Now that NBC’s Brian Williams mess enters its second week, and public reaction seems to range from amusement to outrage, we see, once again, how no industry handles a PR crisis worse than the media business.
This is something we first pointed out two years ago. In this case, think about about this situation was handled. First, the highest-profile company spokesman is put on TV, within an hour of the story breaking, to talk about it. Two factors made this unsuccessful. First, the spokesperson was the subject of the story and second, he was woefully underprepared, using the term “misremembered” that may forever be associated with this ordeal. What a difference it would have made if NBC had bought itself some time.

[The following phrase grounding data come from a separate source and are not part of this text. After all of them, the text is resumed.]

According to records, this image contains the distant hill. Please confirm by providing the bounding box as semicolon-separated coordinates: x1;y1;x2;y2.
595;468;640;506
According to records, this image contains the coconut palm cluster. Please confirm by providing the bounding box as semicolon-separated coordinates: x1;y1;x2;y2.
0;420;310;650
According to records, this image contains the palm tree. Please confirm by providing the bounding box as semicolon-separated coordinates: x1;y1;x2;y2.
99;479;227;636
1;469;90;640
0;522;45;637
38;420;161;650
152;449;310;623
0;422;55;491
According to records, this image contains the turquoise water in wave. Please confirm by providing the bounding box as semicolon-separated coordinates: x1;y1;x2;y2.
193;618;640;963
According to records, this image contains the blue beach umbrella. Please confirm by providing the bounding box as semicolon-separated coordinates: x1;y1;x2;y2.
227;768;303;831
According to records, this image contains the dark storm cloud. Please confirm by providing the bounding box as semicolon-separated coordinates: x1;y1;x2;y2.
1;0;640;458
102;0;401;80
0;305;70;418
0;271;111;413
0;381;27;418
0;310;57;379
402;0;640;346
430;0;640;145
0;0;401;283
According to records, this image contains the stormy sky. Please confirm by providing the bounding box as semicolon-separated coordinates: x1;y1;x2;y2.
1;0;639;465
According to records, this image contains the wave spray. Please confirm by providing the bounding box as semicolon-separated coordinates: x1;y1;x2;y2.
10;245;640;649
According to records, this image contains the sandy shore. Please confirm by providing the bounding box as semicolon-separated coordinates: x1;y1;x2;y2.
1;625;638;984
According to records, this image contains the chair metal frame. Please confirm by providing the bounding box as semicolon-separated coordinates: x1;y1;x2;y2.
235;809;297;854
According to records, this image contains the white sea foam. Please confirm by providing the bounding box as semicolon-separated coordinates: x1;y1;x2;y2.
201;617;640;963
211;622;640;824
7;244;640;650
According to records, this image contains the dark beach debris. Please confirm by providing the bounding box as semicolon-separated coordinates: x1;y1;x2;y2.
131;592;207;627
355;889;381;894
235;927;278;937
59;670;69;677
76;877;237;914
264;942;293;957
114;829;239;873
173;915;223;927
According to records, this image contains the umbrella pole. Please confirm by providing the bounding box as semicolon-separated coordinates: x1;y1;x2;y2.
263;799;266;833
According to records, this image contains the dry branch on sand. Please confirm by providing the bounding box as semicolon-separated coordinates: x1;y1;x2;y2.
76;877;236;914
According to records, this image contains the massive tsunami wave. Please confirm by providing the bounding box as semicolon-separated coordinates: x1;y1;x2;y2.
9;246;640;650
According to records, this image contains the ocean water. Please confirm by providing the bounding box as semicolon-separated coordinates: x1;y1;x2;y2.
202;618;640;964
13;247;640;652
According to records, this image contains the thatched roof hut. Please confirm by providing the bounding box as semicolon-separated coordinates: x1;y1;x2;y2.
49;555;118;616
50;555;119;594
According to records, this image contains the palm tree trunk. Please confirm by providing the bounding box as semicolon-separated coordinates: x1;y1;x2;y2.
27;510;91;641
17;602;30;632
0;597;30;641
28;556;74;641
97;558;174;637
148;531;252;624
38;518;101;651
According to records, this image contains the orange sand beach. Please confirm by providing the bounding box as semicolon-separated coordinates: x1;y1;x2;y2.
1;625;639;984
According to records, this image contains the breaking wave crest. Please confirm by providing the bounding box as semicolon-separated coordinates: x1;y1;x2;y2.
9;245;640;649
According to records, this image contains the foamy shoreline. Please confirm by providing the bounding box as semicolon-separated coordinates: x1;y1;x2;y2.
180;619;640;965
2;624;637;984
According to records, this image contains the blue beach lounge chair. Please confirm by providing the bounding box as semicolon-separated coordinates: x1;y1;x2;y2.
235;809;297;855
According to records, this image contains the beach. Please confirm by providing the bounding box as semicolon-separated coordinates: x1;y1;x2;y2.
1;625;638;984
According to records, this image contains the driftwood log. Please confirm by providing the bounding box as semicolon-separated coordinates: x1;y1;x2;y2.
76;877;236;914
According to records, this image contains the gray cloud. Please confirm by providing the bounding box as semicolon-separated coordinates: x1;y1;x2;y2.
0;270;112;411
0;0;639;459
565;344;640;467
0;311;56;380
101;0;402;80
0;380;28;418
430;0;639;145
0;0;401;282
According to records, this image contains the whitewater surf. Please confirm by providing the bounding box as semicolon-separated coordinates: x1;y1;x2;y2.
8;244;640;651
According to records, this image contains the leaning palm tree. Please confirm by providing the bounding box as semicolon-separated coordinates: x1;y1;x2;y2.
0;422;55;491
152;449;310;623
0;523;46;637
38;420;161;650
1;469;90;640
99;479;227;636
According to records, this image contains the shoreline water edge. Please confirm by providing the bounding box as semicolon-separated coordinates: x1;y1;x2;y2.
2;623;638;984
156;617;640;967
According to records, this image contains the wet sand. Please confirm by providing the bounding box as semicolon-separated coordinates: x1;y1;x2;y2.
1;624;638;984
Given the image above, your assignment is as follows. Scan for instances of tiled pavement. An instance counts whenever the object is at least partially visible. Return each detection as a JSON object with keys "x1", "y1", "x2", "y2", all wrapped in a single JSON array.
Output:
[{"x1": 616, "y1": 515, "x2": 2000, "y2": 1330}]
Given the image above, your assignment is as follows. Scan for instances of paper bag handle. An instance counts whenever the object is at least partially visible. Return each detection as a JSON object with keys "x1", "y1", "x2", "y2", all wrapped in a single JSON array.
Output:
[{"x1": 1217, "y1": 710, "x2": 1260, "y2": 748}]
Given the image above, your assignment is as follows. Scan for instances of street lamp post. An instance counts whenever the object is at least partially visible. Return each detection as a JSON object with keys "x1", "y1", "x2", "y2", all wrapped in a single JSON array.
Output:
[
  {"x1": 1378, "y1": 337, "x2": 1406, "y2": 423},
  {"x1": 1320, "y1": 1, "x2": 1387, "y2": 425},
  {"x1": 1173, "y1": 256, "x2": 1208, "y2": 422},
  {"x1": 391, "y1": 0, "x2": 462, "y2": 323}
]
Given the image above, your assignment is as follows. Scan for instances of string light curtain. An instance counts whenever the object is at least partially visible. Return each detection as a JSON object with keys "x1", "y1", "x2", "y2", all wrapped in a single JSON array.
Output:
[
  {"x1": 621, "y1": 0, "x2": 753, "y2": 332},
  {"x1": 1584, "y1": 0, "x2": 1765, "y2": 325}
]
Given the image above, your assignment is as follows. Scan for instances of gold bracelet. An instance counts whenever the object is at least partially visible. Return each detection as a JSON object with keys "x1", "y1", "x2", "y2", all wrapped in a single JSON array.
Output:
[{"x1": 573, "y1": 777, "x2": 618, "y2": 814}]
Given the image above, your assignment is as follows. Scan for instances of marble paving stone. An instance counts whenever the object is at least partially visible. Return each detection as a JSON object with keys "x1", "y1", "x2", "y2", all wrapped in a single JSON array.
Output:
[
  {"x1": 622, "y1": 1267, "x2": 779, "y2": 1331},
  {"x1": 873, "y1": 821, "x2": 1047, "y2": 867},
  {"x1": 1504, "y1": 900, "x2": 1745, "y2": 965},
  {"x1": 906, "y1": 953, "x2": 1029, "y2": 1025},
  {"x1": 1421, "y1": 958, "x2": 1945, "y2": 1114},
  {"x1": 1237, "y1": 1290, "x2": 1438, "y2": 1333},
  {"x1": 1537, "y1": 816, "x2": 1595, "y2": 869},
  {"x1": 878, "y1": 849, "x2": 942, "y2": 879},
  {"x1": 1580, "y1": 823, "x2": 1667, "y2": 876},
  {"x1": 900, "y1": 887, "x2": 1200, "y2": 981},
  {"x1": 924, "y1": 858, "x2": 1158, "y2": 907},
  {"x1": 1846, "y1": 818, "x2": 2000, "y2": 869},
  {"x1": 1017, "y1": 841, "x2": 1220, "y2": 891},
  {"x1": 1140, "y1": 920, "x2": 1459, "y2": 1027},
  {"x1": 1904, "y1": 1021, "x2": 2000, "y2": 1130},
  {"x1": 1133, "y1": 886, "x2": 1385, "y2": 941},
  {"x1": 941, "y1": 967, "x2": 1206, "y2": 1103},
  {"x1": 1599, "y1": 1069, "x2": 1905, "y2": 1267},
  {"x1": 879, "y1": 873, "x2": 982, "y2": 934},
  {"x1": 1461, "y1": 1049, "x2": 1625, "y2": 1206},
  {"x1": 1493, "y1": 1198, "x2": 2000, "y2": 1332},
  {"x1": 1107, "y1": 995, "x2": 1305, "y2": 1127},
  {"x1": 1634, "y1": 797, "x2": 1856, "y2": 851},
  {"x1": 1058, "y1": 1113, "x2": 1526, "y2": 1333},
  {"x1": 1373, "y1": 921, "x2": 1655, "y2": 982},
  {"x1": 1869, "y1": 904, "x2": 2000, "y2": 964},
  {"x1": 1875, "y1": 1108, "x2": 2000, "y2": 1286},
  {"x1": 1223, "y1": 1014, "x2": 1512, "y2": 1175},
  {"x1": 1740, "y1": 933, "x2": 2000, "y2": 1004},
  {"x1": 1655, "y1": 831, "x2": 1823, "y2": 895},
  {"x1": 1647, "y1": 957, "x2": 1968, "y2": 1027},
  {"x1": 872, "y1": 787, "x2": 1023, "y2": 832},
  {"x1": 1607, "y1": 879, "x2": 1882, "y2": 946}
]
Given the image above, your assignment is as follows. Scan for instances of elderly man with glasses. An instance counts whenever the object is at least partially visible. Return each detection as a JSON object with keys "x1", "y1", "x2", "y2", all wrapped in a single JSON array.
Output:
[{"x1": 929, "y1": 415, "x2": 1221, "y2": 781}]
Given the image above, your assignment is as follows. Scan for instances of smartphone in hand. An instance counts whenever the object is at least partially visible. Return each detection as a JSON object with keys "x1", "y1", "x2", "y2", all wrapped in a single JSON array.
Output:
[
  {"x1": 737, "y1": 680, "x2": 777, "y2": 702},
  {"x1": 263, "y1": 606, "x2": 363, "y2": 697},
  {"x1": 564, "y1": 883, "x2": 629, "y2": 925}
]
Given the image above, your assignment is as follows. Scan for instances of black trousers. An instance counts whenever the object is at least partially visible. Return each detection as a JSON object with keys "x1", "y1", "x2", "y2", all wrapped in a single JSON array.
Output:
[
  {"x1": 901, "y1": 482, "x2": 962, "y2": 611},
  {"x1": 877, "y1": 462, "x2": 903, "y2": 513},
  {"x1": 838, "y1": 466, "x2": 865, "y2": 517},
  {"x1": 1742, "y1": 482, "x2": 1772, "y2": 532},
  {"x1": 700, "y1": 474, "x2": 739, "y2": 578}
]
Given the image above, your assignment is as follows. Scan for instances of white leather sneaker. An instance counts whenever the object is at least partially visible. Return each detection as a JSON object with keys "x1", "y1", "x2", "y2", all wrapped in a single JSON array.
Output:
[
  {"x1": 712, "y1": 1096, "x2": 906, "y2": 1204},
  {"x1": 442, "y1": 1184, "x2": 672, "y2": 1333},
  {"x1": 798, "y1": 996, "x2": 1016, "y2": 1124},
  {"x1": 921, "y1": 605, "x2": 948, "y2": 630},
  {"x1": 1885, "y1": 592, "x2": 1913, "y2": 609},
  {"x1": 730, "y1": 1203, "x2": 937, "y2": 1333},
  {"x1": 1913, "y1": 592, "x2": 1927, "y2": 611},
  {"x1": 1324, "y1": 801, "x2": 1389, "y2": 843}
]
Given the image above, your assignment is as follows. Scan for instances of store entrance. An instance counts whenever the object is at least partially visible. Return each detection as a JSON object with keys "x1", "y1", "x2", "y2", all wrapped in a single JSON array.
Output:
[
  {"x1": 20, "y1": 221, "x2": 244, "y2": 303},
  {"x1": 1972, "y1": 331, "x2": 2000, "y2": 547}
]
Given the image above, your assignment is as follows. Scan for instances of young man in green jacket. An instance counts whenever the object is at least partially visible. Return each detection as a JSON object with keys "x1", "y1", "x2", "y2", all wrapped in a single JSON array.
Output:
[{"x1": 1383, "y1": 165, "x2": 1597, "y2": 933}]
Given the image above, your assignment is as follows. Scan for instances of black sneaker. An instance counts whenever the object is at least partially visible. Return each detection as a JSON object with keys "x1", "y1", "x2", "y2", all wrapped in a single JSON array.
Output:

Then, NBC failed to contain the crisis on Thursday and Friday by letting it spread and grow on multiple platforms while, by its relative silence, taking the “Frank Drebin Approach” to PR. The only thing the network announced is that it would handle an investigation about what happened internally, with one of its own journalists leading the investigation. A news organization, with its credibility under scrutiny because of the actions of its main anchor (and, importantly managing editor) decides someone else from its own ranks should investigate? How does that make sense?
Finally, on Saturday, Williams issued a statement saying he will take a leave of absence for “several days” because he was the subject of so much news, which had been the case for more than three days. What a mess. If this had been a corporation or government agency making so many PR missteps, you can bet NBC’s talk platforms would be filled with analysis and criticism.
This is a very challenging point for NBC News management, which is now an organization mired in multiple crises. Its longtime cash cow, “Today,” has slipped almost beyond recognition. Its nightly newscasts are watched by an increasingly elderly audience. Its cable unit, MSNBC, may need yet another remake. Its iconic “Meet The Press” lags behind rivals. Networks don’t have the anchor stables they once did by throwing cash at talent just to keep them away from other networks. Do they fire Brian Williams? Do they suspend him? Do they send him on an apology tour (which, if so, should include its hundreds of affiliates who are unwillingly dragged into this)? Whatever they do, a PR strategy should be paramount. We’ll soon find out if they have one.